T H O M A S

abbé-évêque de Honau (758/770)

Une notice du cartulaire du XVe siècle intitulé Bisthumb Honaw[1] ainsi que des textes des XVe et XVIIe siècles[2] mentionnent Thomas[3] comme abbé et évêque[4] du monastère irlandais de Honau[5]. Son abbatiat se place entre ceux de Dubanus[6] et de Stephanus[7].


[1] Wilsdorf Christian, Le monasterium Scottorum de Honau et la famille des ducs d'Alsace au VIIIe siècle. Vestiges d'un cartulaire perdu  (Francia 3, 1975, 1-87), p. 18-19. Un autre Thomas episcopus figure dans la même notice parmi des personnages qui semblent bien avoir été des Irlandais (cf. Eberl Immo, Das Iren-Kloster Honau und seine Regel [Veröffentlichungen des Europa Zentrums Tübingen. Kulturwissenschaftliche Reihe, 1: Die Iren und Europa im früheren Mittelalter, hrsg. von Heinz Löwe, Stuttgart, 1982, 219-238], p. 233).

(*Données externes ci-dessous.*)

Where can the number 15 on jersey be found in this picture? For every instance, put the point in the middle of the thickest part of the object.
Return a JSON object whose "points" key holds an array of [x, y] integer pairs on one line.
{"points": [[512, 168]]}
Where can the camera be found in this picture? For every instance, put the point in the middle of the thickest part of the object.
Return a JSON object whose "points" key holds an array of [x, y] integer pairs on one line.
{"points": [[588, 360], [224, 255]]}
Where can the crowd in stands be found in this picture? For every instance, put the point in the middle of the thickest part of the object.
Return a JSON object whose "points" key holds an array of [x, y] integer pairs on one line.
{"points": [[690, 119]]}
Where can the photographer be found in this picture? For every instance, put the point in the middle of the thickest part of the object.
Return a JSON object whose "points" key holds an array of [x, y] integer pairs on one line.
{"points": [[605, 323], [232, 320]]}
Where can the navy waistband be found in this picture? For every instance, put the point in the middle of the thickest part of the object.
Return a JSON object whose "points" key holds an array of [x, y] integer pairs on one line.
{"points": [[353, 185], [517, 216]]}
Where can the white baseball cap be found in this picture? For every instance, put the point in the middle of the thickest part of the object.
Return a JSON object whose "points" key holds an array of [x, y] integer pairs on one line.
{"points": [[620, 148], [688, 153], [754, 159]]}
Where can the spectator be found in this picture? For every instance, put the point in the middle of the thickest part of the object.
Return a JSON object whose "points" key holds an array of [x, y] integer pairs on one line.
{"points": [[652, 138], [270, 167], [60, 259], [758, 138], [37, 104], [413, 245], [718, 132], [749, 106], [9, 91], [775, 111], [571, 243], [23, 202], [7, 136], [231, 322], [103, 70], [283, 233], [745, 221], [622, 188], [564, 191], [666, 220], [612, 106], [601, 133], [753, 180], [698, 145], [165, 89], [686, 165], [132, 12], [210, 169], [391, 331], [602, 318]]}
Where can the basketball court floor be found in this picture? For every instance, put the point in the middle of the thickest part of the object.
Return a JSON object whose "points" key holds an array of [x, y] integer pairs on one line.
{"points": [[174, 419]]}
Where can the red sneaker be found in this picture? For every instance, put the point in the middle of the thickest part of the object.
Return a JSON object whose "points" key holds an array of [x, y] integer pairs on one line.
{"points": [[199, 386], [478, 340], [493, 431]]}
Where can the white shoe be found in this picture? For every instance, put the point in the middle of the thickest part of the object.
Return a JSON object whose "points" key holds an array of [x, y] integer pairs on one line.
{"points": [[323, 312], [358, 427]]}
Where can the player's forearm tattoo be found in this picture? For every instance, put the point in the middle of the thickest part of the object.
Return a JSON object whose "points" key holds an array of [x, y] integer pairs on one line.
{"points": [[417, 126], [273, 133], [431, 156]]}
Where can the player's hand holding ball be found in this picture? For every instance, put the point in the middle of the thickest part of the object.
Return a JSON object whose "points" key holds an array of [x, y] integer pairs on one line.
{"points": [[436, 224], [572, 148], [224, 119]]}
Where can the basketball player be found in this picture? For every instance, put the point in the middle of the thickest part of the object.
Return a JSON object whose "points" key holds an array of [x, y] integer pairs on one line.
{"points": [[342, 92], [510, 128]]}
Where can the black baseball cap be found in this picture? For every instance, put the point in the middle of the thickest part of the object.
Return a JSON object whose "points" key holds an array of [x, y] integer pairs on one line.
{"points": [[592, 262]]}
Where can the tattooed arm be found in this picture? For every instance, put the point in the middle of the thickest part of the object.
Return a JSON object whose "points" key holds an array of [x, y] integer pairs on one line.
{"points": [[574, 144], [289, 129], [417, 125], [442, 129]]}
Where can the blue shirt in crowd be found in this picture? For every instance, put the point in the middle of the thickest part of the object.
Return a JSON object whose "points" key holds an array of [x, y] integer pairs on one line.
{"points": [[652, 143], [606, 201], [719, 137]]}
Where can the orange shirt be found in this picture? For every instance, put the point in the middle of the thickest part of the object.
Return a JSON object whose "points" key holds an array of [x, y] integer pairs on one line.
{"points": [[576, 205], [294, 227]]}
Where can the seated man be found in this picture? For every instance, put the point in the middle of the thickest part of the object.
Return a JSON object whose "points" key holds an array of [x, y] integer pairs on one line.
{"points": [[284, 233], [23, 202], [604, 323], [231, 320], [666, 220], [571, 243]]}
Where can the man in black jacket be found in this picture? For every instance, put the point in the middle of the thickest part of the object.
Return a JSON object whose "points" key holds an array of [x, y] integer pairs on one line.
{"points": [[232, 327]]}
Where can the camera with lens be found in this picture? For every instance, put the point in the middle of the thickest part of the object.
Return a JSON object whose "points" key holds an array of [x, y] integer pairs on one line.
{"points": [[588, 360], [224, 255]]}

[2] Cf. l'étude approfondie de Wilsdorf (supra n. 1), spécialement p. 10-13, 30-34, avec des extraits de la  chronique de Jacob Twinger von Koenigshoven (1400-1415), texte publié par C. Hegel, Die Chroniken der deutschen Städte vom 14. bis 16. Jahrhundert, 9, Leipzig, 1871, p. 637-639, fragment traduit par Wilsdorf p. 31, et de Jodocus Coccius, Dagobertus rex Argentinensis episcopatus fundator praevius, 1623, fol. 130-136, reproduit par Wilsdorf p. 78 (cf. Hammer Nicole, Die Klostergründungen der Etichonen im Elsass, Marburg, 2003, p. 60).

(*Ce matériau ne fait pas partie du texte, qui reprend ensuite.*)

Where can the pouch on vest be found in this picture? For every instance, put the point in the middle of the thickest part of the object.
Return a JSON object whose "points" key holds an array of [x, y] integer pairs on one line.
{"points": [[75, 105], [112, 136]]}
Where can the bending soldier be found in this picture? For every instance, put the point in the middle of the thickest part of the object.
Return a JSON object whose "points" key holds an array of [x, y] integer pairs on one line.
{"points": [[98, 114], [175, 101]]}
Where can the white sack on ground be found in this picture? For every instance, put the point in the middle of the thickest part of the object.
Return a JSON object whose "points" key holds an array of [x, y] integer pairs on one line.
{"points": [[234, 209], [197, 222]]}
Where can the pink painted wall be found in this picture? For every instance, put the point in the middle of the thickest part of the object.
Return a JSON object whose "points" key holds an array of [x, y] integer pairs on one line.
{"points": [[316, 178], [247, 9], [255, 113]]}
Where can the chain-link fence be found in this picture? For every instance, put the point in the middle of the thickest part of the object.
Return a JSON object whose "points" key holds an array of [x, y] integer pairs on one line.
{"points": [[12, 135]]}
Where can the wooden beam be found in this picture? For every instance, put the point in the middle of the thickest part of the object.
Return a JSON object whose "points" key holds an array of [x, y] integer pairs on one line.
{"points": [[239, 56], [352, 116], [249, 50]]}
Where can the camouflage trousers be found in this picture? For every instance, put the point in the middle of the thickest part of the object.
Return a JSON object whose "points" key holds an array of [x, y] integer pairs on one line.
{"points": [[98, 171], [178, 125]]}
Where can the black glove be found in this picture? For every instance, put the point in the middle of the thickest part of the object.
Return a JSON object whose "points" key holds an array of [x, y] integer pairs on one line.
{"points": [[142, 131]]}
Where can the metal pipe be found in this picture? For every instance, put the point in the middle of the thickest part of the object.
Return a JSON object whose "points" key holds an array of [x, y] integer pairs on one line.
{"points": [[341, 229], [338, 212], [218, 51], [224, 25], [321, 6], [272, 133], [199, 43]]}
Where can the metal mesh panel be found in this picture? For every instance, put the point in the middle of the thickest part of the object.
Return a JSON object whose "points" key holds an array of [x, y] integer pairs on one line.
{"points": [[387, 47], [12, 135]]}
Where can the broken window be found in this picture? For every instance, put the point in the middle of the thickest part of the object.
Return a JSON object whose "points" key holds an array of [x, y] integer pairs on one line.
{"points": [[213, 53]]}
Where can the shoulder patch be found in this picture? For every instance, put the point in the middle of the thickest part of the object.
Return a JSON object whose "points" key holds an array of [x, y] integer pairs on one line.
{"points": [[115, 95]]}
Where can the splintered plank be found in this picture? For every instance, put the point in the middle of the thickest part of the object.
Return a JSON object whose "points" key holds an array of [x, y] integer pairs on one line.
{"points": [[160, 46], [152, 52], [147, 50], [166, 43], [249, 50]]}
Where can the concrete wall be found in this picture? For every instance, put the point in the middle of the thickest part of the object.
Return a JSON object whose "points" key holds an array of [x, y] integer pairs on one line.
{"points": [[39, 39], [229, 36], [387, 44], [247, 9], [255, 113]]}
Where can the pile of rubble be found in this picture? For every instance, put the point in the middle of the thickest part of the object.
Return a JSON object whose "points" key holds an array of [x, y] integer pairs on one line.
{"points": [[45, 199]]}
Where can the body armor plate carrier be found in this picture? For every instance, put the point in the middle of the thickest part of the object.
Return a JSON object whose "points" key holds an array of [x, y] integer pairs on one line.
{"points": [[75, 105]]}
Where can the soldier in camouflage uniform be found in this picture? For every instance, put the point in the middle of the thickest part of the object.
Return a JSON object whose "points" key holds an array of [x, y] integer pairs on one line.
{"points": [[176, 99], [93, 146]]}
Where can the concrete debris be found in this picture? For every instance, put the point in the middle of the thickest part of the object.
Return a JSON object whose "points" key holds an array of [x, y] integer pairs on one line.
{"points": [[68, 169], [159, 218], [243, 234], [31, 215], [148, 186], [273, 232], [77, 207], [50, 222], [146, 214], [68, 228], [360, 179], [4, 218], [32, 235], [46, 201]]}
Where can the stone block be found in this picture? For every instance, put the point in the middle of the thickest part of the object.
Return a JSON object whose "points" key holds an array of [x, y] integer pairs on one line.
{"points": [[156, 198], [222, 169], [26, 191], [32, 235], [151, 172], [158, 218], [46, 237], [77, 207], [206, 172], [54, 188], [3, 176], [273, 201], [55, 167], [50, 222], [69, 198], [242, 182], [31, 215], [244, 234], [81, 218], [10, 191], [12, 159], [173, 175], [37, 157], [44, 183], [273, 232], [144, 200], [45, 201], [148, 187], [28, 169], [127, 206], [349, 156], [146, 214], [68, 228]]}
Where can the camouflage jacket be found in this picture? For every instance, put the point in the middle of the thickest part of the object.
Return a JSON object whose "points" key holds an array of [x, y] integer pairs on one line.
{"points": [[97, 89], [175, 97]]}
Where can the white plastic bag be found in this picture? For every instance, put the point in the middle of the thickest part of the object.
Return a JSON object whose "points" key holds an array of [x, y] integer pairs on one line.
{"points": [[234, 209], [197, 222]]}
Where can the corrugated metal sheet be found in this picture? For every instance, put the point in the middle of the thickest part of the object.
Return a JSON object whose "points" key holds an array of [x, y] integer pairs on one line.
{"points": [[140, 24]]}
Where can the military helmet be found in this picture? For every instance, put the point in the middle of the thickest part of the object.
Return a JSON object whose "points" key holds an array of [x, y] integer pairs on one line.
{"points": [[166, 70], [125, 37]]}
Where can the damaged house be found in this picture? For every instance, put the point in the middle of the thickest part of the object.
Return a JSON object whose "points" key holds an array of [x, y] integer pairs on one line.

[3] Aucun document contemporain (charte, diplôme, …) ne vient attester son existence.
[4] Sur l'institution de l'abbé-évêque de Honau, cf. Bornert René, Les monastères d'Alsace, I: Les monastères primitifs (VIe-IXe siècle), Strasbourg, 2009, p. 400-402; Eberl (supra n. 1), p. 228-229; Wilsdorf (supra n. 1), p. 53; Frank Hieronymus, Die Klosterbischöfe des Frankenreiches (Beiträge zur Geschichte des alten Mönchtums und des Benediktinerordens,17), Münster in Westfalen, 1932, p. 103-109.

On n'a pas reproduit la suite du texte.